L’importanza e il ruolo della moglie, in una relazione da vivere in termini di integrazione, armonia e integrità, al centro del Convegno regionale in programma a Seveso, con saluto dell’Arcivescovo. Lo presenta don Giuseppe Como
di Ylenia
Spinelli
Sabato 27 aprile, presso il Centro pastorale ambrosiano di Seveso, si svolgerà il tredicesimo Convegno regionale dei diaconi lombardi. L’ultimo organizzato nella diocesi di Milano – quella con più diaconi, 152 di cui 124 sposati, seguita da Brescia con 61 – si tenne al Seminario di corso Venezia nel 2007. Un evento importante, sottolinea don Giuseppe Como, rettore per la Formazione al Diaconato della diocesi di Milano, per la possibilità di incontro e di confronto, cui non mancherà di presenziare l’arcivescovo Mario Delpini per un breve saluto.

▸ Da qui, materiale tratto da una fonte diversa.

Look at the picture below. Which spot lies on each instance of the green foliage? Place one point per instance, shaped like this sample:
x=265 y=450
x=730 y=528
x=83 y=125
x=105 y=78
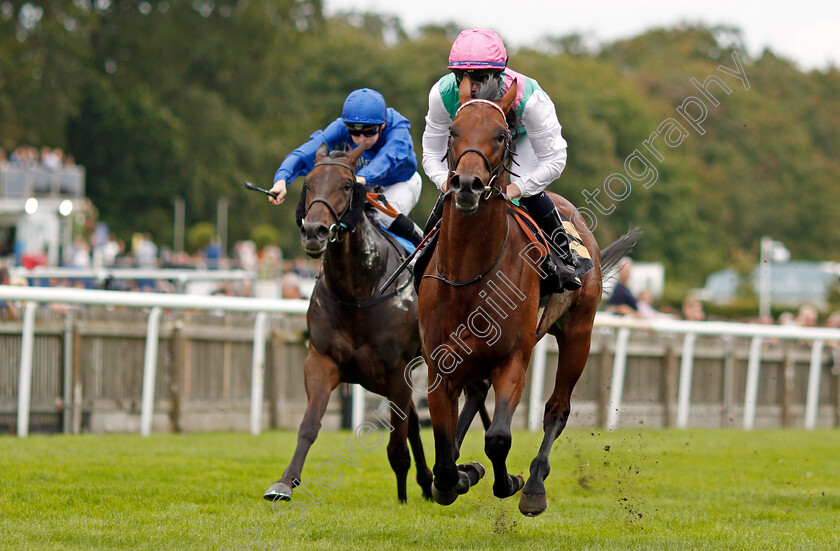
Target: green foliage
x=265 y=234
x=200 y=235
x=189 y=99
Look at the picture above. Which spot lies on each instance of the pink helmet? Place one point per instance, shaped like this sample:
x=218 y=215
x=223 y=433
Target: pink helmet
x=478 y=49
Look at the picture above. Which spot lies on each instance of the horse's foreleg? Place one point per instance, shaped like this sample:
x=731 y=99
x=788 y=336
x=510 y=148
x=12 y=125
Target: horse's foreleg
x=399 y=403
x=507 y=384
x=476 y=394
x=450 y=480
x=320 y=378
x=424 y=474
x=573 y=353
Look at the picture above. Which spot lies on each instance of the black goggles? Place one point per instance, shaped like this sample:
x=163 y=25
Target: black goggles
x=367 y=131
x=477 y=76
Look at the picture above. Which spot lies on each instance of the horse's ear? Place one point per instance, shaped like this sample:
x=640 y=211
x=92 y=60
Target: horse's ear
x=465 y=90
x=323 y=151
x=507 y=99
x=356 y=154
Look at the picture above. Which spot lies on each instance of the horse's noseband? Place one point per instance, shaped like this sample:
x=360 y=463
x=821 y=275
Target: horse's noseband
x=336 y=228
x=495 y=172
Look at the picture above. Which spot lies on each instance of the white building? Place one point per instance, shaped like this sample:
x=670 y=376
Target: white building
x=35 y=204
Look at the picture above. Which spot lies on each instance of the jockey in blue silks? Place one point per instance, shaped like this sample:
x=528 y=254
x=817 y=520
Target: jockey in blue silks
x=388 y=161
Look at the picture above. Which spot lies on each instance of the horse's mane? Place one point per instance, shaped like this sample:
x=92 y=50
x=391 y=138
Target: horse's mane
x=491 y=93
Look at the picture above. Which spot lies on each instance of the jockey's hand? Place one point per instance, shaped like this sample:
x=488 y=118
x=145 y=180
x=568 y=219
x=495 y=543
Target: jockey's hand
x=279 y=188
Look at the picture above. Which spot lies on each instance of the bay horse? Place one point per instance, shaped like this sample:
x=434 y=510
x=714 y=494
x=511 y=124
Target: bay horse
x=357 y=333
x=479 y=303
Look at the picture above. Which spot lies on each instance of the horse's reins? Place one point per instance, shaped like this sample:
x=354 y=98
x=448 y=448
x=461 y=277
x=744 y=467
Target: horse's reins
x=337 y=227
x=489 y=188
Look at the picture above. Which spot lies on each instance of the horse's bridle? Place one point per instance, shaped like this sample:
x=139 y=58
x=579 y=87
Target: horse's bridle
x=490 y=187
x=339 y=225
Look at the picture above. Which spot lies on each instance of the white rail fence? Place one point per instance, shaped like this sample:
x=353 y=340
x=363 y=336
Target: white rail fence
x=156 y=302
x=624 y=326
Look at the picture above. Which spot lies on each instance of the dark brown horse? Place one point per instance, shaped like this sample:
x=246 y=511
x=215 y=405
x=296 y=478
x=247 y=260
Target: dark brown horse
x=357 y=334
x=479 y=309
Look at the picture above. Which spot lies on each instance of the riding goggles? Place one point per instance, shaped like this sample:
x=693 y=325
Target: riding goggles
x=477 y=76
x=366 y=131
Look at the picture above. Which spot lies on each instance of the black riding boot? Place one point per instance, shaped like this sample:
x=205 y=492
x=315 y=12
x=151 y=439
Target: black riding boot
x=402 y=226
x=562 y=276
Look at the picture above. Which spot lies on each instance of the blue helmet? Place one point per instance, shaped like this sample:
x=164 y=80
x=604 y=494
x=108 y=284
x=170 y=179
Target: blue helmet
x=364 y=107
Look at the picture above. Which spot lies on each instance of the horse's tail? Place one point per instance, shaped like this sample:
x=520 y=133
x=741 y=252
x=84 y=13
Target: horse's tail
x=617 y=250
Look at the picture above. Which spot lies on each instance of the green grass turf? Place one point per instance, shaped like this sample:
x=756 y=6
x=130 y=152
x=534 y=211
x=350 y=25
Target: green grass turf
x=628 y=489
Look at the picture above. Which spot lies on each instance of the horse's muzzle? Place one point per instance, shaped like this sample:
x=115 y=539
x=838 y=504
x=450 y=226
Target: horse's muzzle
x=313 y=237
x=467 y=190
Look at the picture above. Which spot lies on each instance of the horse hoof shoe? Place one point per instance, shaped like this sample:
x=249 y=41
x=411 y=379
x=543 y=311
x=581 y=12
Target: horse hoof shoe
x=473 y=466
x=444 y=498
x=279 y=490
x=532 y=505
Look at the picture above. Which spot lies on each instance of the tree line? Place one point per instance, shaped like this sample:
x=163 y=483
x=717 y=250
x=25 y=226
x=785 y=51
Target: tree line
x=159 y=99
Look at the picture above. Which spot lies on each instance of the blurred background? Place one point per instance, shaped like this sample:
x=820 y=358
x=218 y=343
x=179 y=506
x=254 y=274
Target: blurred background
x=132 y=123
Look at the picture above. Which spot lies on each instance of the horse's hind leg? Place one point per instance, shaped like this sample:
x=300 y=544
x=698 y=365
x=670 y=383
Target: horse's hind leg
x=573 y=353
x=476 y=394
x=320 y=378
x=424 y=474
x=507 y=383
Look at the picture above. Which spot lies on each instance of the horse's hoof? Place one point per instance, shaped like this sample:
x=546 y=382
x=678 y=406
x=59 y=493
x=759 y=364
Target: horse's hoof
x=473 y=466
x=278 y=490
x=532 y=505
x=516 y=484
x=444 y=498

Don Como, tema di quest’anno sarà “Matrimonio e diaconato”: quale deve essere il rapporto giusto?
Probabilmente non esiste un rapporto “giusto” per definizione: i diaconi sanno bene che si tratta di un equilibrio sempre in costruzione. Possiamo dire che il rapporto “giusto” è quello in cui nessuno dei due sacramenti viene penalizzato, anzi uno arricchisce l’altro. L’esperienza dimostra che è possibile e non è nemmeno raro.
Ci spiega il sottotitolo: integrazione, armonia e integrità?
Le tre parole vanno lette insieme: l’integrazione tra i due sacramenti (quindi non la contrapposizione, ma nemmeno il semplice affiancamento) è possibile solo dove si percorrono vie di armonizzazione, cioè dove si scopre come l’uno stimoli e renda fecondo l’altro, senza che nessuno dei due venga mortificato o subisca una diminuzione (integrità).
Dietro un diacono che donna c’è o deve esserci?
Di solito c’è una donna credente, capace di accettare un ruolo magari meno appariscente rispetto al marito, ma non meno, anzi spesso più impegnativo, perché aumenta la responsabilità diretta verso la famiglia. Però è anche una donna che vede il proprio matrimonio acquisire una dimensione ecclesiale sorprendente.
Quale il ruolo della donna nel ministero diaconale?
Mi pare di capire che ci sono tipologie diverse: a volte è un ruolo di fondamentale sostegno “dietro le quinte”, altre volte la sposa è molto coinvolta in prima persona nel ministero del marito, in mezzo ci sono altre situazioni più sfumate. Non esiste un modello unico: questa mi sembra una ricchezza, l’equilibrio di una coppia si realizza in modi diversificati.
La statua della Madonna che fissa il crocifisso del Cerano, presente nella cappella di Seveso, può essere un modello per le mogli dei diaconi?
Più che “fissare”, quella scultura mi sembra esprimere l’invito di Maria ad avvicinarsi al Crocifisso e insieme un presentare a Gesù i credenti che sono in cammino. Potrebbe suggerire alle mogli dei diaconi di essere coloro che vigilano sulla radicalità dell’impegno cristiano dei loro mariti e insieme intercedono per il loro ministero, condividendolo per la loro parte.
Esiste una “formazione” anche per le mogli?
Ci sono alcuni momenti durante l’anno nei quali le mogli sono invitate a condividere occasioni di formazione permanente, in particolare durante i ritiri spirituali. In questi momenti sono previsti incontri dedicati specificamente alle spose, in cui anzitutto cerchiamo di dare voce ai loro pensieri e sentimenti.
In Diocesi ci sono mogli che – in qualche particolare ambito – affiancano i mariti mettendoci lo specifico della loro sensibilità femminile?
Sì, ci sono diaconi che vivono il loro ministero con una partecipazione attiva e significativa delle mogli. Non è una regola e non intendiamo farne un modello, sono situazioni che si creano spontaneamente e costituiscono un segno molto efficace.